Whole Wheat Ricotta Pancakes with Orange Zest
(adapted from the kitchn)
1 cup ricotta cheese
3/4 cup whole wheat flour (I use white whole wheat flour from Trader Joe’s)
1/2 teaspoon baking powder
1 1/2 tablespoons sugar
3/4 cup milk
3 eggs, divided zest from one orange
1/2 teaspoon vanilla
Whisk together flour, baking powder, sugar, and salt in a bowl. Combine ricotta, milk, egg yolks, and vanilla in a separate bowl. (The original recipe called for straining the ricotta. I don’t really have time for extra steps or dishes so I just used a slotted spoon!! My ricotta didn’t have too much liquid anyway.)
Beat the egg whites in an electric mixer until stiff. (I managed to do this by hand with a whisk… while holding Charlotte! My arm hurt but I couldn’t put here down to go get the mixer!) Add the dry ingredients to the ricotta and milk mixture, stirring gently until just combined. Whisk in a small amount of the egg whites to lighten the batter, then fold in the remaining whites.

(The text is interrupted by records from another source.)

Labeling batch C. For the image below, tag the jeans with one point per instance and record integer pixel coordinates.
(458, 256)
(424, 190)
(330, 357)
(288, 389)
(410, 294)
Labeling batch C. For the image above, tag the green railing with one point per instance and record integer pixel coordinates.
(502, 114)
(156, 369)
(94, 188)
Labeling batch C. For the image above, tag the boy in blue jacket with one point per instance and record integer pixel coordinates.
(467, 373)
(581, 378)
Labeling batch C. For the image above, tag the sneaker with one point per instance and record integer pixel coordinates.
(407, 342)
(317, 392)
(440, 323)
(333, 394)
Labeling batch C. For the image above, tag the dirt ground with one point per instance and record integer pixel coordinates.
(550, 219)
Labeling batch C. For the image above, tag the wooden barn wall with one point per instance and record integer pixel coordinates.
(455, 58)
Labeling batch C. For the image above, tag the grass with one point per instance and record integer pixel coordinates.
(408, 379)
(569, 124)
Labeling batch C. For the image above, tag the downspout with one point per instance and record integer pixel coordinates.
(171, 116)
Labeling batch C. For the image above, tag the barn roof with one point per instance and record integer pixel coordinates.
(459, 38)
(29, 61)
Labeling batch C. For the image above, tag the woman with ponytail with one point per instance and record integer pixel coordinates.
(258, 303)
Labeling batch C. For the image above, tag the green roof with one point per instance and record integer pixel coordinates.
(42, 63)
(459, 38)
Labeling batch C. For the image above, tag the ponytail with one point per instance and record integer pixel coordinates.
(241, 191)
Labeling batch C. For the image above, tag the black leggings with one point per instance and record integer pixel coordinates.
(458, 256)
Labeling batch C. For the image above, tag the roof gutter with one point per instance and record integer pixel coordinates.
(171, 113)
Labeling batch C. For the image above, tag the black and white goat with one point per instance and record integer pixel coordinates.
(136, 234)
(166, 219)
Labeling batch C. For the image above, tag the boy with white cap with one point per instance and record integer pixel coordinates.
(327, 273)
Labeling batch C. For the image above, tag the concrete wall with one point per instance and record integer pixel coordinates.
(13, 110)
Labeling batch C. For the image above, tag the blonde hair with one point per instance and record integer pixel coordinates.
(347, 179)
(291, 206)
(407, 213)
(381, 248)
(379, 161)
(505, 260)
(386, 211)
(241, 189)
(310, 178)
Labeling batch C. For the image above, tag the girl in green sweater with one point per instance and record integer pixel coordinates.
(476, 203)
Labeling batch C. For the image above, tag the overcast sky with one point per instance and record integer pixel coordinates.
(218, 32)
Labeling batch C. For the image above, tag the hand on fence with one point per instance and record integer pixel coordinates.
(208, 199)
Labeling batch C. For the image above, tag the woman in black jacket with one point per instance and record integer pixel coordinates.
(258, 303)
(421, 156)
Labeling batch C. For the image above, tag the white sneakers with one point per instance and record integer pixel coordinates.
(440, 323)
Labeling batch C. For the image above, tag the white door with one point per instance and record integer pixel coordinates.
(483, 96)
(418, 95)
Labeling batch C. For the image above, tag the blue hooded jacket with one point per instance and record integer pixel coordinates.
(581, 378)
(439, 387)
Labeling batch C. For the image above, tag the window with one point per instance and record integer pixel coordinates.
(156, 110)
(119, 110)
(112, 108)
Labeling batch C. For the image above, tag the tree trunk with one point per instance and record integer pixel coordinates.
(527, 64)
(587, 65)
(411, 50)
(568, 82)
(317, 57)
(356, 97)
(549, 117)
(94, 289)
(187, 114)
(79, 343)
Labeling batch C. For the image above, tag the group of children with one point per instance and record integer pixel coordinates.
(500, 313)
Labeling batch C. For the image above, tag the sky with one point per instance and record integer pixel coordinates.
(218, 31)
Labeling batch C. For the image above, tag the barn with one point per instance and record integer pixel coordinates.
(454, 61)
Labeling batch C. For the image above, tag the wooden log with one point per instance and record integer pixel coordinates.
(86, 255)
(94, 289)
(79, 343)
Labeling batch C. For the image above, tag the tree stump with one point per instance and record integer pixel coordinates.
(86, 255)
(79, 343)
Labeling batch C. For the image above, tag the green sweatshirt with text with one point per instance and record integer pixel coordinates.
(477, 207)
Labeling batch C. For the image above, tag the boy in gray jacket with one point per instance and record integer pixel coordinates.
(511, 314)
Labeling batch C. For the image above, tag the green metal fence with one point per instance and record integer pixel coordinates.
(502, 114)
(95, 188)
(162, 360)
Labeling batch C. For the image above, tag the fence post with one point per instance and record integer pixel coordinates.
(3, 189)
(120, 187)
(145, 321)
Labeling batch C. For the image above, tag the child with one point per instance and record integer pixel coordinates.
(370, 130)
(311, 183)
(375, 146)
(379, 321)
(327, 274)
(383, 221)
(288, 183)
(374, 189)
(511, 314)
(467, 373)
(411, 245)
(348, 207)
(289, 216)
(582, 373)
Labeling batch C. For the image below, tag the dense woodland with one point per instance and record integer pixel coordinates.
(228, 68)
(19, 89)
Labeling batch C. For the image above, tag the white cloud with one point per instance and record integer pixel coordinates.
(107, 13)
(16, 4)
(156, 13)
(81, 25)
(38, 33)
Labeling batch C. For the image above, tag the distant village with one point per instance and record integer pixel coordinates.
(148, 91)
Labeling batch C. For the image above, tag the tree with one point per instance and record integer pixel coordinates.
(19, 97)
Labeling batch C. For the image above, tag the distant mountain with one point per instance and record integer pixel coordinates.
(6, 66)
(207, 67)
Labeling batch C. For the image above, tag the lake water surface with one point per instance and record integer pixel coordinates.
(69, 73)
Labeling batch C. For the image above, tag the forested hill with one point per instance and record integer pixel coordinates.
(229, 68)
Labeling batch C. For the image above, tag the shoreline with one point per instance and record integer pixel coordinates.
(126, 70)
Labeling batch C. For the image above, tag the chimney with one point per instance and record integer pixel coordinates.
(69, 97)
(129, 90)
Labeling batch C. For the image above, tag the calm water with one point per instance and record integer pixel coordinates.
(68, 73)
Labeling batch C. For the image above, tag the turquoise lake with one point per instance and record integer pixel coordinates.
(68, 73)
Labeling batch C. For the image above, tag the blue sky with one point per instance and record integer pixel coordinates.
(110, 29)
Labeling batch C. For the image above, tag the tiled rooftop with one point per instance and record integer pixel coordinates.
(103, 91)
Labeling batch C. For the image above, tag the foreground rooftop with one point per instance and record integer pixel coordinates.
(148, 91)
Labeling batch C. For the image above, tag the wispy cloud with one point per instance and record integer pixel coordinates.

Heat a griddle over medium-high heat, and brush the surface with butter. Use a ladle or measuring scoop to pour batter onto the griddle. Cook pancakes for about 3 or 4 minutes, then flip, cooking until both sides are golden brown.
These pancakes were moist, fluffy and delicious. You can substitute lemon zest for the orange and they would be just as good I am sure. Genevieve gobbled these right up and declared them to be her new favorite. We ate them for dinner and then again for breakfast the next day. Enjoy!